Summer Reading - Opening the Gates: The Lip Affair, 1968 - 1981


While I love a pretty coffee table book with big shiny pictures as much as the next guy, I also enjoy a good story.  And for watch fans, this is probably not such an obvious choice, but it is one that I would encourage you to check out.  It is not targeted for watch fans, it is written by a professor at the University of North Carolina, Chapel Hill, and it is not something that you will likely find on the bookshelves at Barnes and Noble.  

If you love watches, you love a good comeback story.  From Biver's resurrection of Blancpain, to Hayek's rescue of the several brands that would later become the various members of today's Swatch Group.  The manufacture, marketing and sales of modern watches is dyed in the wool with the romance of heroic turnarounds, rescues and uniquely comebacks.

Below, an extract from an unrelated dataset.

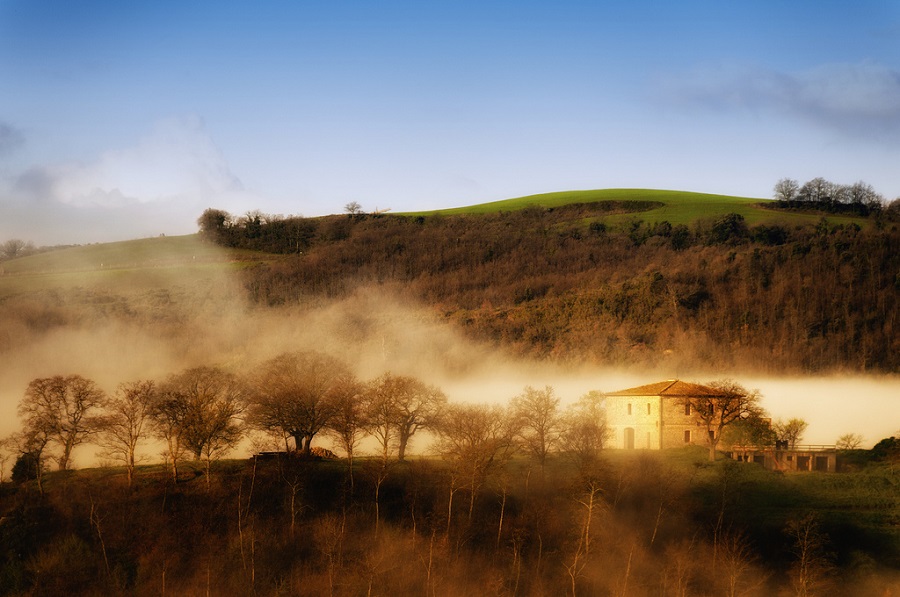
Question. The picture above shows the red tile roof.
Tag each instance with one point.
(670, 388)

Now in many feel-good, love-story, comeback watch stories we have the original artisan, in others we have the maverick saviors like Biver and Hayek, but the story of Lip in the early 1970s is something completely different again.  It is the first time that I am aware of in the watch industry where a collective of individuals came together in a common cause.  What they realized was a simple protest, or walk out would do nothing to save their jobs.  So they tried something a little different.  They occupied the factory, and (sorry to my Red-fearing friends on the right) seized "the means of production".  What slowly evolved was a self-governing (not in the political sense) group of employees who took control of not just the factory and production, but in many ways re-wrote the rule book about how a watch company could and should be run.

With the current political climate in the US, the Lip Affair is a welcome relief, demonstrating that it often is (believe it or not) a good thing when EVERYONE wins.  

Obviously, these were different times.  Many of you reading this might not have been born yet, and suffice it to say that Lip is a very, very different brand than it once was.  That is the inevitability of time, it moves forward.  But it's hard not to be romantic about watches, and the improbable story of the Lip Affair bears this notion out.

I don't want to give too much more away, but if you like a good comeback story, watches, or simple human interest?  Run, don't walk to your local bookstore.